Nous sommes au début de 1938: Berlin veut "récupérer" les Sudètes, province de la Tchécoslovaquie, Etat créé en 1919 après le Traité de Versailles, sur les ruines de l'autriche-Hongrie. Cette province industrielle est peuplée d'Allemands qui veulent rejoindre le IIIe Reich.

La France a un traité d'alliance avec Prague, et l'Angleterre une "sympathie" pour ce jeune Etat. Les deux Alliés de 1914 montrent les dents: la France mobilise "pour honorer le traité d'alliance". Londres suit assez vigoureusement.

1° Londres suit parce que Berlin a entamé une série de négociations économiques avec des pays tiers, notamment l'Argentine, sur la base du troc, ce qui sera encore le cas lors du Pacte Germano-Soviétique de 1939. C'est-à-dire que les partenaires évitent le circuit de crédits habituel dans les échanges internationaux, dont l'essentiel à l'époque transite par la City. Et ça, c'est une menace mortelle pour l'économie Britannique. Considéré avec sympathie (même par Churchill!) jusque là comme "le rempart contre le Communisme", hitler devient un adversaire à abattre.

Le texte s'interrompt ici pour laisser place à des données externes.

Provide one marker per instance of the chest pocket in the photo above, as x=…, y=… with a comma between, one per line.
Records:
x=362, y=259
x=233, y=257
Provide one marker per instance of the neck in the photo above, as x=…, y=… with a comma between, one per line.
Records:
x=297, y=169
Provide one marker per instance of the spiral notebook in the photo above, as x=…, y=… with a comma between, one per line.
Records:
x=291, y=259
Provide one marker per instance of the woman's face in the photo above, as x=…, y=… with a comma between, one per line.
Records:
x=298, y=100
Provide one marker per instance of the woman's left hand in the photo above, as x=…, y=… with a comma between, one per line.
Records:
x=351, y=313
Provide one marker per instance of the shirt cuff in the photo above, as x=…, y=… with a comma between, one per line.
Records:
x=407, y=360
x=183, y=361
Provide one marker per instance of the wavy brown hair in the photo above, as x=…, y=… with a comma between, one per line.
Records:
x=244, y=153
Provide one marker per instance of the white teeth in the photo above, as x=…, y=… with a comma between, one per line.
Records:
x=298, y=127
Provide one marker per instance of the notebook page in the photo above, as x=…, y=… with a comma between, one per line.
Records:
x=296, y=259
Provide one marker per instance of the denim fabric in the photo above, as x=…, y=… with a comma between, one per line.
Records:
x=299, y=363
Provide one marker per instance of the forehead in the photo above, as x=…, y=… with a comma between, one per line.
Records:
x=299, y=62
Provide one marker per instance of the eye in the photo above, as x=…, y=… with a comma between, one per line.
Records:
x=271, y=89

Car le Royaume Uni des années 30 est un pays ruiné. Aux alentours de 1900, elle a délaissé l'industrie "salissante" pour des activités bancaires et d'assurance "plus nobles". L'effet, lorsqu'elle entra en guerre en 1914 fut catastrophique: pas d'industrie de guerre digne de ce nom et les débiteurs du monde entier "gèlent" leurs remboursements; un des plus gros débiteurs était l'Allemagne Wilhelmienne! Les Français, autres gros créanciers mondiaux, subirent le même sort: dès 1915 Anglais et Français entreprenaient conjointement des demandes de crédits aux banques US.... En 1919, la carte du monde était bouleversée, et ni Londres ni Paris ne devaient recouvrer la totalité des créances d'avant la guerre.... A tel titre qu'en 1931, bien qu'ayant à grand'peine rétabli ses circuits financiers, la City est le centre mondial des transactions, en 1931, durement touchée par la Crise de 29 et la Dépression, Londres se met en défaut de paiement de ses dettes vis-à-vis des USA. On imagine l'effet que la politique de troc de Berlin dut avoir dans les hautes sphères britanniques....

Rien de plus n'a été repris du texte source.